Larson tells the stories by alternating between the two, varying the visual style slightly as she goes back and forth. Throughout she uses a black and white style that I found particularly effective in the 1850s sequences, where much of the story takes place in dark woods and stormy nights. The black background adds both a spooky and old-fashioned feel, perfect for whistling winds and pitch-black forests. I liked how Larson opens the book by showing how the same patch of land changes over the years, from virgin forest to suburban neighborhood. And in the present-day sequences, I like the sense of setting Larson creates. Tara's not just living in a generic town, or even a generic Canadian town; Larson's use of local slang, nomenclature and cuisine creates a very specific sense of place.
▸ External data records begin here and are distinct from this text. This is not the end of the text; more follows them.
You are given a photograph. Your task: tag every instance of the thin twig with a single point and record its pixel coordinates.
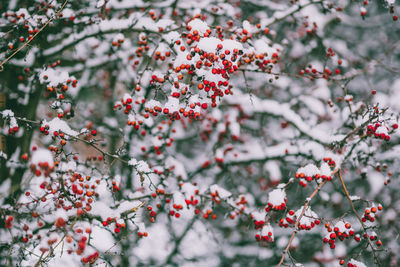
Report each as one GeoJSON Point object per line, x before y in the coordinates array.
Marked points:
{"type": "Point", "coordinates": [33, 37]}
{"type": "Point", "coordinates": [359, 218]}
{"type": "Point", "coordinates": [308, 200]}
Overall I'd recommend Mercury with enthusiasm for anyone interested in graphic novels. The combination of the two stories works well; Tara's sweet coming of age tale mixed with rescue fantasy compliments Josey's dark and dangerous tale of superstition and doomed love. The book is aimed at readers 12 and up and I would have no problem giving this to a young adult or teen reader. I think graphic novel newcomers would also enjoy this book. It's a fine example of the form; I heard that Larson is working on the graphic adaptation of A Wrinkle in Time; I can't wait to read it, and anything else Larson does in the future.
FTC Disclosure: I did not receive this book for review.